Army Combat Uniform may have female-only version in 2014
August 25, 2010
WASHINGTON (Army News Service, Aug. 25, 2010) -- Female Soldiers may be wearing a more form-fitting version of the Army Combat Uniform featuring more room in the hips and legs by 2014, according to developers at Program Executive Office Soldier.
PEO Soldier, which develops and tests new equipment for the Army, has been interested in creating a version of the ACU more suited to a woman's body since 2005. After listening to focus groups of female Soldiers in 2008, PEO Soldier learned some features of the ACU bother women: over-sized shoulder seams, baggy overall shape, and its non curve-friendly fit.
"Women have so many different shapes and sizes, we're as not as 'straight' as men are," said Maj.
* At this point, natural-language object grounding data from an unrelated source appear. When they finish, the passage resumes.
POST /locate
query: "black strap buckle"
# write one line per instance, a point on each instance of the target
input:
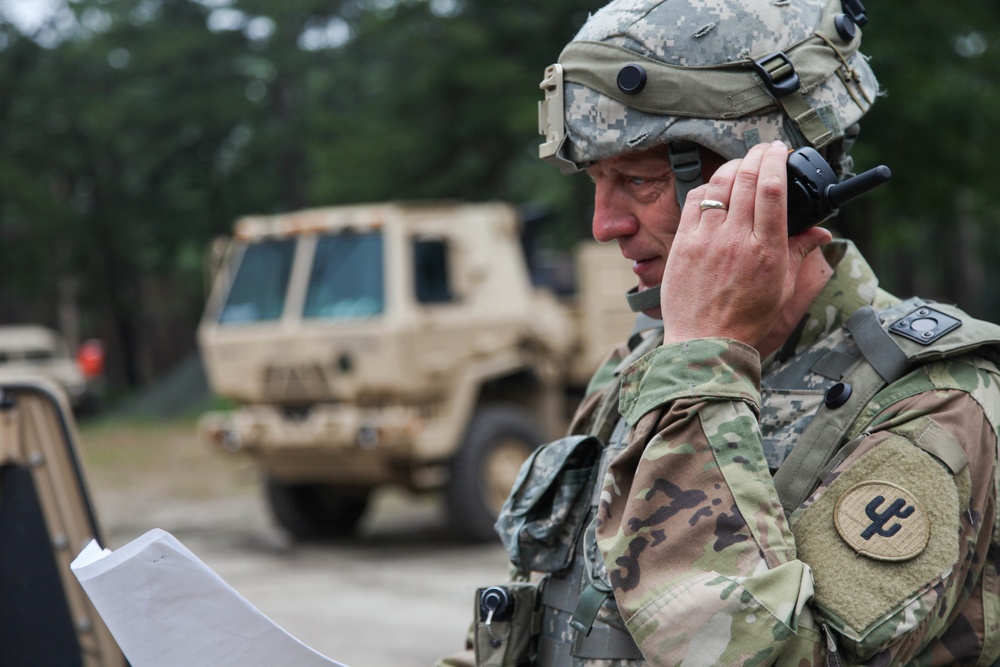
(856, 11)
(778, 74)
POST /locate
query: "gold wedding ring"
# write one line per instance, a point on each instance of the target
(711, 203)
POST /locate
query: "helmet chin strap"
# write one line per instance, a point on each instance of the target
(647, 299)
(685, 161)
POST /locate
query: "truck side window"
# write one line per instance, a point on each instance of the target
(430, 268)
(346, 281)
(257, 292)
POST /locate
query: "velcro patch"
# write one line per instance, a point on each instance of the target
(882, 520)
(858, 593)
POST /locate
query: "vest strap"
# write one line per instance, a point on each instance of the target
(590, 602)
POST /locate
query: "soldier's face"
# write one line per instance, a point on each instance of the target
(635, 204)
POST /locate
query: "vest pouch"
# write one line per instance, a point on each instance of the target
(507, 625)
(548, 504)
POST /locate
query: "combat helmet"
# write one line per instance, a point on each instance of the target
(723, 74)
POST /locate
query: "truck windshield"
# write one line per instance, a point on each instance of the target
(346, 281)
(257, 292)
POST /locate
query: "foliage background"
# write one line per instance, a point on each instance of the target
(132, 132)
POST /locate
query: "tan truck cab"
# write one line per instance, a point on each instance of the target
(397, 343)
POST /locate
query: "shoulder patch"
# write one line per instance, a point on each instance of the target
(860, 593)
(925, 325)
(882, 520)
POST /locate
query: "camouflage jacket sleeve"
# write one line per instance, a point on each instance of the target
(704, 565)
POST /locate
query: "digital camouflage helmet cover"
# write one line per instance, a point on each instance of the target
(723, 74)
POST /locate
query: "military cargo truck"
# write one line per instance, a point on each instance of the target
(398, 343)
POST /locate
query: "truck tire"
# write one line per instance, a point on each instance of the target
(315, 511)
(499, 439)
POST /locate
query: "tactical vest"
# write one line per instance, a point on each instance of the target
(547, 523)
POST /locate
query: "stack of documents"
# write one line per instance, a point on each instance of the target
(166, 608)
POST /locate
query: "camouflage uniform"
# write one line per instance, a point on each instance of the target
(684, 542)
(705, 567)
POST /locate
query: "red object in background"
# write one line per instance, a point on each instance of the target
(90, 358)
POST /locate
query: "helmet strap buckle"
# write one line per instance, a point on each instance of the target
(685, 160)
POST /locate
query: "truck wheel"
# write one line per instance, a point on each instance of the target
(315, 511)
(483, 471)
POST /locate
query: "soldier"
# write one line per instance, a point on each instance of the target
(794, 467)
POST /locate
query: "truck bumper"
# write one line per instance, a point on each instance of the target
(330, 444)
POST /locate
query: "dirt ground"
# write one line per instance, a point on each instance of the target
(399, 594)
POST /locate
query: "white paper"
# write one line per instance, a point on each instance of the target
(166, 608)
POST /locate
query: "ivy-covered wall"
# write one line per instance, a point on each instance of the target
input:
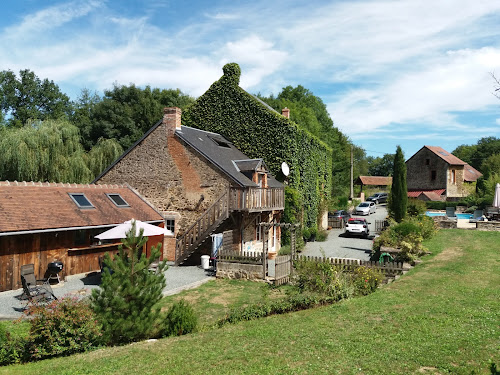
(260, 132)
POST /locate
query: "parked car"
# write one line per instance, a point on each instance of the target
(339, 214)
(365, 208)
(357, 226)
(378, 198)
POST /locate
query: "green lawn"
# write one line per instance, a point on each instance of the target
(442, 317)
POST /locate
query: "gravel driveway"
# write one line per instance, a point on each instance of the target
(338, 245)
(178, 279)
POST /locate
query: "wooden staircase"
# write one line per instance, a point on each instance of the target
(201, 229)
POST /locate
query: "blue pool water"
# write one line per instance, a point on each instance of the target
(459, 216)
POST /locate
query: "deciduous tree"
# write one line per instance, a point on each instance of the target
(29, 97)
(399, 197)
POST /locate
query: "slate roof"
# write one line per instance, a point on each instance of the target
(29, 206)
(374, 180)
(434, 195)
(224, 155)
(445, 155)
(471, 174)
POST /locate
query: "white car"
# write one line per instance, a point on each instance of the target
(357, 226)
(365, 208)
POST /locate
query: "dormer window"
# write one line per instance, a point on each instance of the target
(118, 200)
(81, 200)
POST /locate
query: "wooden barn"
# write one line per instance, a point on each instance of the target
(42, 223)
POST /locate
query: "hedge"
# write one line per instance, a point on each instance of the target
(260, 132)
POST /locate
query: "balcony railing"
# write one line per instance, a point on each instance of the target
(256, 199)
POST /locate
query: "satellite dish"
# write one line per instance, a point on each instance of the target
(285, 169)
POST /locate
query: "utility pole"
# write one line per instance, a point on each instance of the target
(352, 173)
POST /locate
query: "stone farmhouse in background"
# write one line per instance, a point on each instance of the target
(203, 185)
(433, 174)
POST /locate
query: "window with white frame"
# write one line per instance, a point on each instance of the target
(258, 229)
(170, 225)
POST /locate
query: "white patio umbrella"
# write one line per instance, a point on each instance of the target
(120, 231)
(496, 199)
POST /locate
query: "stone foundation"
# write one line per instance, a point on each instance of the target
(231, 270)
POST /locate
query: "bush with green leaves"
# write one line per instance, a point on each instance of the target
(180, 320)
(127, 302)
(12, 350)
(291, 303)
(63, 327)
(366, 280)
(321, 236)
(407, 236)
(416, 207)
(323, 278)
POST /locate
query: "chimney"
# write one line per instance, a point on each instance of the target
(172, 119)
(285, 112)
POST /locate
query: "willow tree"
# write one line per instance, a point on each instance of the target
(399, 196)
(50, 151)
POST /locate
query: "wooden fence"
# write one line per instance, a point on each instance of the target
(245, 257)
(336, 223)
(284, 266)
(283, 269)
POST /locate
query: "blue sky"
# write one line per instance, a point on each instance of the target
(403, 72)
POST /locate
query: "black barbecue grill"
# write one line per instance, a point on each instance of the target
(54, 268)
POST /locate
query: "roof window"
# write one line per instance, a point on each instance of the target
(81, 200)
(118, 200)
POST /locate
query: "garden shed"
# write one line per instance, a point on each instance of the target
(45, 222)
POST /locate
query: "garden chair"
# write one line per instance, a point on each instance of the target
(28, 271)
(450, 213)
(41, 293)
(478, 214)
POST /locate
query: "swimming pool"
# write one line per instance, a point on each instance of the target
(459, 216)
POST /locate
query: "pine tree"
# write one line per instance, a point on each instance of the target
(399, 196)
(127, 302)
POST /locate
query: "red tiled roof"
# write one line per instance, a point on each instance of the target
(375, 180)
(471, 174)
(445, 155)
(28, 206)
(429, 193)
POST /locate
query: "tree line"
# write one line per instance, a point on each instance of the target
(48, 137)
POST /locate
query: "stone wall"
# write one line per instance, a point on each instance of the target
(170, 175)
(239, 271)
(488, 226)
(250, 242)
(418, 172)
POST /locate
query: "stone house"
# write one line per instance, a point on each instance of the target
(203, 185)
(45, 222)
(435, 174)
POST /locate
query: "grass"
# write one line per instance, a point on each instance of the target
(442, 317)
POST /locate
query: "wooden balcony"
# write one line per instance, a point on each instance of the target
(256, 199)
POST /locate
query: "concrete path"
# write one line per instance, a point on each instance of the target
(178, 279)
(338, 245)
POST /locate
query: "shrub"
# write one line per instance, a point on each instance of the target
(63, 327)
(416, 207)
(127, 302)
(180, 320)
(321, 236)
(12, 350)
(306, 233)
(291, 303)
(366, 280)
(323, 278)
(285, 250)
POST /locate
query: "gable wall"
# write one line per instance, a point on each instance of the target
(418, 174)
(171, 175)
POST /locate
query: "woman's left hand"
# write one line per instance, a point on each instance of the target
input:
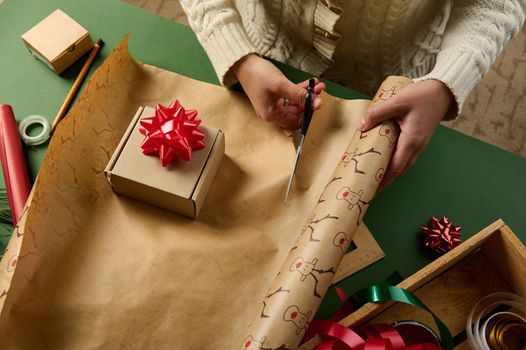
(418, 109)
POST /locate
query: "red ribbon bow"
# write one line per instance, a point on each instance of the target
(441, 235)
(172, 132)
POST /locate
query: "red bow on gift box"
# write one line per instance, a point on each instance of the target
(172, 132)
(441, 235)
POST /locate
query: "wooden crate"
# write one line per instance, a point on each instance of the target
(492, 260)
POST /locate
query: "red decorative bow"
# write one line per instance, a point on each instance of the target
(441, 235)
(172, 132)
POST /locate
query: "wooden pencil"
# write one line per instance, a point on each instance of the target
(77, 83)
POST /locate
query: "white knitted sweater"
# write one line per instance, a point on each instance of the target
(358, 43)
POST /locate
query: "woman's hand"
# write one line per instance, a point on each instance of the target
(418, 109)
(275, 98)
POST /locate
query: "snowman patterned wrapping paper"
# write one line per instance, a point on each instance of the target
(309, 268)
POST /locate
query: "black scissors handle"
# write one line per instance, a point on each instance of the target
(307, 114)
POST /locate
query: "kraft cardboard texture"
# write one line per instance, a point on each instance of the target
(309, 268)
(181, 186)
(98, 270)
(58, 41)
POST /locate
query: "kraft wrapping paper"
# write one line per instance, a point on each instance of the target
(308, 270)
(100, 271)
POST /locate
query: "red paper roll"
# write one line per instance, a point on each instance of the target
(13, 163)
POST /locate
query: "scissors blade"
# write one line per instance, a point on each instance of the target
(298, 152)
(296, 138)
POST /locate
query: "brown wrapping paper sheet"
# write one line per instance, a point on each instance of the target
(309, 268)
(98, 270)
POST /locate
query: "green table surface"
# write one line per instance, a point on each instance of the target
(469, 181)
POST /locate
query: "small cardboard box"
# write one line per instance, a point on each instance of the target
(493, 260)
(57, 41)
(181, 186)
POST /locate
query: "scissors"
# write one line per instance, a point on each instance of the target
(307, 116)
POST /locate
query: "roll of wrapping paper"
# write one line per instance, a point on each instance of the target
(13, 163)
(307, 272)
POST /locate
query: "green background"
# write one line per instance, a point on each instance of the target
(471, 182)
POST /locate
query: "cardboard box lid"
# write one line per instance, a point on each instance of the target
(179, 177)
(54, 34)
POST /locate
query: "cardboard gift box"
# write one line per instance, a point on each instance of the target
(57, 41)
(493, 260)
(181, 186)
Sequana Robinson, assistant product manager for uniforms at PEO Soldier, who is currently testing one of the female-only ACUs.
Robinson admitted that when she first heard of the new test uniform, she doubted the need for a female fit.
"Once I put the uniform on, I immediately loved it," she said. "The first thing I did when I tried on the uniform was to lift my knees up and squat because I don't want something hugging or showing the contour of my body ... it has even more room than I thought."
Changes being evaluated in PEO's re-designed uniform include 13 sizes in both the jacket and trousers, an elastic waistband, a more spacious hip area, a shortened crotch length, a more tailored jacket, and re-positioned rank and name tapes.
About 500 women were measured to determine needed adjustments, and 600 female Soldiers are slotted to receive the uniform for a user evaluation starting in January 2011, explained Kelly Fratelli, the project engineer responsible for the women's ACU.
Once the uniform has been evaluated, it will need to be approved by the Army Uniform Board before being issued to troops.
Martin Fadden, a uniforms assistant product manager at PEO Soldier said women in the Army are sometimes hesitant to complain because they don't want to stand out or be seen as different.
"Female Soldiers just want to blend in," Fadden said, but noted that he thinks the uniform will be a hit. "I think, based on what we've seen the new uniform will improve morale."
"I think the initial reaction to it would be 'we don't need it,' but once you try it on you'll see it makes a world of difference," she said. "I think that all female Soldiers will be very pleased and proud to wear this uniform."